By the way, Putin can block the sea traffic to Berdiansk and Mariupol when he wants to sharply aggravate the social situation in these regions, realizing that there is still a significant part of the "Russian world" supporters. These options must also be foreseen and be prepared for. For example, redirecting cargo to the ports of the Black Sea. Businesses must have options in case of a complete blocking of traffic. This means that the railway, cars and so on should be ready.

- You said that one of the reasons for the detention of ships in the Sea of ​​Azov is the training of Russian FSB agents.

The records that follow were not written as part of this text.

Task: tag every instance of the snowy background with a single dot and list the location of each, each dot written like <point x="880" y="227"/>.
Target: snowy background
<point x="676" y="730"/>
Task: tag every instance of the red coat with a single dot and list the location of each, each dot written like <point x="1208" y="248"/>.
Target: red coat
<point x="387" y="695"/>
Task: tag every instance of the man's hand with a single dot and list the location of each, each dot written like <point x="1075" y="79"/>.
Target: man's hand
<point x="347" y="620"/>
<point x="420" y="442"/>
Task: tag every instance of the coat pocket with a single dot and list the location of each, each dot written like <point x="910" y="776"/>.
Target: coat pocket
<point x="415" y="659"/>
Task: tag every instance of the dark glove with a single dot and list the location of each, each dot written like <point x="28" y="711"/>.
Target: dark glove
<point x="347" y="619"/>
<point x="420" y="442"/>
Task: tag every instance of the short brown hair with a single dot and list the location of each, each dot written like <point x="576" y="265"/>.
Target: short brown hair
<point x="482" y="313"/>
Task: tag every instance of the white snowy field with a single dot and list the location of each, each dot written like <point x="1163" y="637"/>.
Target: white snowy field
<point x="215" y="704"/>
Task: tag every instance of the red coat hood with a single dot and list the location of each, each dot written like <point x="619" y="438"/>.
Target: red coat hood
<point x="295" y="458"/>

Could you clarify that?

- They must conduct exercises constantly. Having detained 100 ships in the Sea of ​​Azov, they trained well and can use this experience when they begin to block Odessa, Mykolaiv, Kherson and other ports.

- Is there danger on the Black Sea as well?

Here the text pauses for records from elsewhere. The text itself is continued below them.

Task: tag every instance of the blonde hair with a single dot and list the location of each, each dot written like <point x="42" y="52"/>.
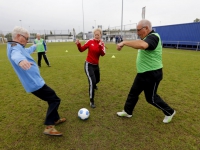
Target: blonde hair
<point x="98" y="29"/>
<point x="19" y="30"/>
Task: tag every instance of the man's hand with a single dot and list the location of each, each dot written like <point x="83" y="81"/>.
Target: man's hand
<point x="24" y="64"/>
<point x="77" y="41"/>
<point x="119" y="46"/>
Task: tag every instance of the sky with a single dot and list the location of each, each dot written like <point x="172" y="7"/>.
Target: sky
<point x="82" y="15"/>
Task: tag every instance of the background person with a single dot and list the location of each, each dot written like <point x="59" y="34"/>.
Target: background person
<point x="96" y="49"/>
<point x="41" y="49"/>
<point x="29" y="75"/>
<point x="149" y="71"/>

- Of course. This is an economic war and one must be prepared for various options. Since February 2014, simultaneously with the occupation of the Crimea, all the drilling rigs and oil platforms have been captured by Russian special forces in the northwestern part of the Black Sea. Two main sea routes pass through them: one from the Bosporus to the Ukrainian ports (Mykolaiv, Odessa, Kherson), and the second one - towards Batumi. Russian military garrisons are everywhere on these oil platforms, they are equipped with all modern means of control, and they are patrolled round the clock by the warships of the Black Sea Fleet of the Russian Federation.

The Russians are already located at our captured shelf plate. And if earlier they told stories about the safety of the Kerch Bridge, tomorrow they will say that according to their information, the ship that goes from Odessa to Batumi is mined and intends to undermine the drilling rigs. So there will be stops and inspections of ships in the Black Sea. This situation is easy to imagine and we need to be ready for this.

- How should we prepare now?

- It is necessary to officially say that there are such risks. Military-diplomatic and other response plans should be developed. People need to know how to act.